Emerging stocks enjoyed another day of healthy gains on Wednesday but currencies made little headway against a softer dollar as the prospect of rising interest rates in major economies dampened appetite for risky assets.
MSCI’s gauge of emerging market equities climbed 0.4% and hit its highest level in five weeks amid healthy gains in Asia, especially Hong Kong’s tech sector , on the back of earnings optimism.
Meanwhile, many developing currencies struggled to gain ground as rising benchmark treasury yields sapped appetite for riskier assets.
“Expectations of higher interest rates in developed markets take the steam out of the hunt for yield,” said Ulrich Leuchtmann, head of FX at Commerzbank in Frankfurt.
“It will be difficult for emerging markets to match those increases – they are simply not as far along in the economic recovery in the wake of corona.”
MSCI’s index of emerging currencies edged 0.1% higher. China’s yuan lost its session gains to fall 0.2% after rising to its highest against the US dollar in nearly five months. China maintained its benchmark lending rate for corporate and household loans for an 18th month at its October fixing on Wednesday, matching market expectations.
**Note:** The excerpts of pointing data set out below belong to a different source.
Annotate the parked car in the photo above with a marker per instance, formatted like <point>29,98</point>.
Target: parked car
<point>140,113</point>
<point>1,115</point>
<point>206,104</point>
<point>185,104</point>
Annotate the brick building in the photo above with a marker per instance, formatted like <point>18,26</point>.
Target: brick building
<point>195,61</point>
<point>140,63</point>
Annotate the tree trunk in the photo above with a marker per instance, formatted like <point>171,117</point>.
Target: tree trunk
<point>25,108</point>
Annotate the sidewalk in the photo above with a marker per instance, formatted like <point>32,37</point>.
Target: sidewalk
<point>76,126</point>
Turkey’s lira dropped as much as 0.7% and flirted with record lows before retracing some of its losses as investors brace for more interest rate cuts at a central bank meeting on Thursday.
Currency of oil exporter Russia weakened 0.3% as crude prices slipped and after Moscow imposed new Covid curbs on Tuesday as record daily deaths. Data out on Wednesday showed oil supplies from Russia also fell 18% year-on-year to 6.14 million tonnes in September.
However, South Africa’s rand strengthened 0.3% as its September consumer price inflation (CPI) nudged up to 5% from 4.9% year-on-year. Inflation is still within the South African Reserve Bank’s target range of between 3% and 6%.
A Reuters poll of economists predicted the Federal Reserve will wait until 2023 before raising interest rates, though analysts flagged persistently higher inflation as a risk to the US economy.
If inflation keeps rising at its current pace in the next few months, Fed policymakers may need to adopt “a more aggressive policy response” next year, Fed Governor Christopher Waller said on Tuesday.
In emerging Europe, the Hungarian forint extended its losses and fell to a six-month low against the euro after the central bank’s 15-basis-point rate hike on Tuesday disappointed some investors. Policy makers had slowed the speed of the tightening cycle in September despite raising its inflation forecasts.
Poland’s zloty was treading water against the euro after producer price inflation rose to 10.2% in September year-on-year, faster than expected.